MeineSüdstadt.de finanziert sich mit Branchenbuch

von Steffen Greschner am 30. November 2011 · 1 Kommentar

Meine Südstadt ist ein weiterer lokaler Blog, der sich als echtes StartUp versteht und professionell für die Kölner Südstadt berichtet. Mit rund 3.000 uniquen Besuchern pro Tag, gehört Meine Südstadt 18 Monate nach Start zu den mittleren bis größeren deutschen Lokalblogs (PM als PDF).

Angefangen hat alles mit den drei Gründern Tamara Soliz, Dirk Gebhardt und Andreas Moll. Die drei Freunde hatten 2009 die fixe Idee, dass es für ihren Stadtteil endlich ein echtes Online-Forum geben müsse  - mit Nachrichten, Reportagen, Terminenkalender und einem Branchenteil, der alle Geschäfte und Einrichtungen umfasst.

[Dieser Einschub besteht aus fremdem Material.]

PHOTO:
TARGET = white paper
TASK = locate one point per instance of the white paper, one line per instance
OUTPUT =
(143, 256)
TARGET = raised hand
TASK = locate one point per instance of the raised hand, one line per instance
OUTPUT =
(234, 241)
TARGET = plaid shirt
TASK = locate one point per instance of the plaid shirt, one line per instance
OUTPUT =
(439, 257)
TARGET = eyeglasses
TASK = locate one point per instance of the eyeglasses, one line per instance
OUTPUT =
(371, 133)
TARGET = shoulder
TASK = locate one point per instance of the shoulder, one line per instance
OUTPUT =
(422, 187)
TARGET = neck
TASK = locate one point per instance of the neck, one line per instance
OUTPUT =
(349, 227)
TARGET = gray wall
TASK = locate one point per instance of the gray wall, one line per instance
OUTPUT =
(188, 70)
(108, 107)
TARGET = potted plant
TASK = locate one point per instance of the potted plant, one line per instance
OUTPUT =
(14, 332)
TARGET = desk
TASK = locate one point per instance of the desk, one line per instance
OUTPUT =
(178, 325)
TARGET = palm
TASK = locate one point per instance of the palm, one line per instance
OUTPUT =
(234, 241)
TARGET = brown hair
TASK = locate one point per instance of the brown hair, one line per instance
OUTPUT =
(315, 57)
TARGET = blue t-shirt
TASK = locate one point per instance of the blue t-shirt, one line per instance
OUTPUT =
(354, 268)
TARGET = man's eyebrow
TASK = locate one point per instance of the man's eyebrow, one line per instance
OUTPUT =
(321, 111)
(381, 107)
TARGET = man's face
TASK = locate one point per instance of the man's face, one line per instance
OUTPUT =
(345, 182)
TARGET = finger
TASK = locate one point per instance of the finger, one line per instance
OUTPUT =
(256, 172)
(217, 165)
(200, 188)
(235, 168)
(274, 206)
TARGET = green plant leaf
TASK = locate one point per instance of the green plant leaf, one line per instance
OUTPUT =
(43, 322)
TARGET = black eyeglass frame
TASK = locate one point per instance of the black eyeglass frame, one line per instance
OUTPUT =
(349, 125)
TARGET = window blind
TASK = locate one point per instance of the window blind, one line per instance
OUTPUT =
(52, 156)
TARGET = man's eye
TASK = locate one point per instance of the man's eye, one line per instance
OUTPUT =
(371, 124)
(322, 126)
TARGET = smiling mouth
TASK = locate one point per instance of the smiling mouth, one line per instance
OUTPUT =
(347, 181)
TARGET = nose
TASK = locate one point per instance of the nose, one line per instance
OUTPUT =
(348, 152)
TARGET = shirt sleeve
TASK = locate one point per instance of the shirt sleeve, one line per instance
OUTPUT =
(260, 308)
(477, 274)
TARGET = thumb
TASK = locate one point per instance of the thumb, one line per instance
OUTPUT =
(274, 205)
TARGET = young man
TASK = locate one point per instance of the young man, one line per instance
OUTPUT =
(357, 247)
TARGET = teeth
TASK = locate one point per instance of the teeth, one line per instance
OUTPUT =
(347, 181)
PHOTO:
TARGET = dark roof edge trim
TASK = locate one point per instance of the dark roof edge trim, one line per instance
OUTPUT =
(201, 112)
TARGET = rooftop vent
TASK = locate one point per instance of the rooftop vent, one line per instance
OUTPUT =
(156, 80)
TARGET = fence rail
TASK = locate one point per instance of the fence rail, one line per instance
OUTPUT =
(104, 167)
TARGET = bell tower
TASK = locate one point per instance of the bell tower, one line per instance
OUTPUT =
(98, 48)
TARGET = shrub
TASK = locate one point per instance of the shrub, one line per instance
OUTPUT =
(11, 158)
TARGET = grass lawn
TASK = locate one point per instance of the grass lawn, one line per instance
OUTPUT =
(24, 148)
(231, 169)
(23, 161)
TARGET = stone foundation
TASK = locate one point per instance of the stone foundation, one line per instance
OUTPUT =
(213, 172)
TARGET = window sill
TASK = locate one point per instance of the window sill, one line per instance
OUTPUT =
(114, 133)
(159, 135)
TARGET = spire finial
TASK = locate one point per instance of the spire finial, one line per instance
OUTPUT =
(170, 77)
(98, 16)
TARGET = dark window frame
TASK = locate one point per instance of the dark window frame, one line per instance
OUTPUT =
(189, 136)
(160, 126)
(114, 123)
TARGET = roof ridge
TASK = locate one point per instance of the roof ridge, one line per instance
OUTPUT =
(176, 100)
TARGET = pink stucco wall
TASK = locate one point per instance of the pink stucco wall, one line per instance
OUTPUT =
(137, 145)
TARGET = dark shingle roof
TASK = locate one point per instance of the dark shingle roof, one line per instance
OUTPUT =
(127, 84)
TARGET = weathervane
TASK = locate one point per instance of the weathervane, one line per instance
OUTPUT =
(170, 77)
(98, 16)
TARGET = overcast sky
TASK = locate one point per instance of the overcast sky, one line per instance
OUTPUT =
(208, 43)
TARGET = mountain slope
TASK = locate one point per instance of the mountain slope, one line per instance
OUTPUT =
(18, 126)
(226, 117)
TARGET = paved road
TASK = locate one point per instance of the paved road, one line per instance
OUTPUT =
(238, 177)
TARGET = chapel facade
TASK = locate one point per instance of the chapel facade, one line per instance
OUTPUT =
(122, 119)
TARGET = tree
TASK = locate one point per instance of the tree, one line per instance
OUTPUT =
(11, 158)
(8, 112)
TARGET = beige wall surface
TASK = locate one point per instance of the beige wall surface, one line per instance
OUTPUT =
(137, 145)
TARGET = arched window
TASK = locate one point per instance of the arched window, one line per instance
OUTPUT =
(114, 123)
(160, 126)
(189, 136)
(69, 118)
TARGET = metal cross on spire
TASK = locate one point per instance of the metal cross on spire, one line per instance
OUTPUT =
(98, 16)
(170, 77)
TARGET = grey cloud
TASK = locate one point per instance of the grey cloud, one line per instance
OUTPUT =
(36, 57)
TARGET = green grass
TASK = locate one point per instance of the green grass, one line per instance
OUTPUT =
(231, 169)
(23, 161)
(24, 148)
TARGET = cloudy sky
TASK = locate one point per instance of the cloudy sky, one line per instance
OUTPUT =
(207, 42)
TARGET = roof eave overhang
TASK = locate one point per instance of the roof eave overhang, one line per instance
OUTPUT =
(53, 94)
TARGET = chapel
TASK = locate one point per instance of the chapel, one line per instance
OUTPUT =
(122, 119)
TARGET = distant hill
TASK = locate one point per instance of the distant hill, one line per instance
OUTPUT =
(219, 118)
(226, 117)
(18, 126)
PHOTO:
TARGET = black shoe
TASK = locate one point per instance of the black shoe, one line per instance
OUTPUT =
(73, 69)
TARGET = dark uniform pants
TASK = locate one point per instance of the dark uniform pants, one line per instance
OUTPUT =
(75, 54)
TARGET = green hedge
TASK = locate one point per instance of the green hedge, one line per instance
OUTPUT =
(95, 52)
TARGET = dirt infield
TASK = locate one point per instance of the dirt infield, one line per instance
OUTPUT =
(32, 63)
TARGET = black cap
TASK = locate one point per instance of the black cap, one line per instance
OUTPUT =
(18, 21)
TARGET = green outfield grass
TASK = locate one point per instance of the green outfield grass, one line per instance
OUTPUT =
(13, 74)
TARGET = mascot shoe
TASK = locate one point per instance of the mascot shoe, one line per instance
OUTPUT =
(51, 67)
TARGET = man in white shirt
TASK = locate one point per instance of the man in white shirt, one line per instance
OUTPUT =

Meine Südstadt ist vermarktungsseitig einen interessanten Weg gegangen, der relativ schnell die laufenden Kosten deckte und inzwischen monatlich rund 5.000 Euro in die Kassen bringt – OHNE Werbung im eigentlichen Sinne!

Branchenbuch-Modell in spannender Umsetzung

Bei Meine Südstadt hat man von Start weg auf das klassische Branchenbuchmodell als Erlösquelle gesetzt: “wir wollen den lokalen Einzelhandel unterstützen”, sagt Dirk Gebhardt, “und dafür müssen die Leute erstmal wissen, was es in Ihrer Umgebung gibt.”

50 Euro kostet ein Branchenbucheintrag bei MeineSüdstadt monatlich. Rund 100 Partner konnten die Gründer bisher von dem Modell überzeugen. Dafür wird der Einzelhändler mit Foto und einem Kurzportrait auf einer SEO-optimierten Unterseite präsentiert:

Auf klassische Bannerwerbung haben die Gründer bisher verzichtet. Zuerst will man weitere feste Partner finden. Erst im nächsten Schritt wird den festen Partnern auch die Möglichkeit angeboten, auf Meine Südstadt mit klassischen Online-Bannern zu werben.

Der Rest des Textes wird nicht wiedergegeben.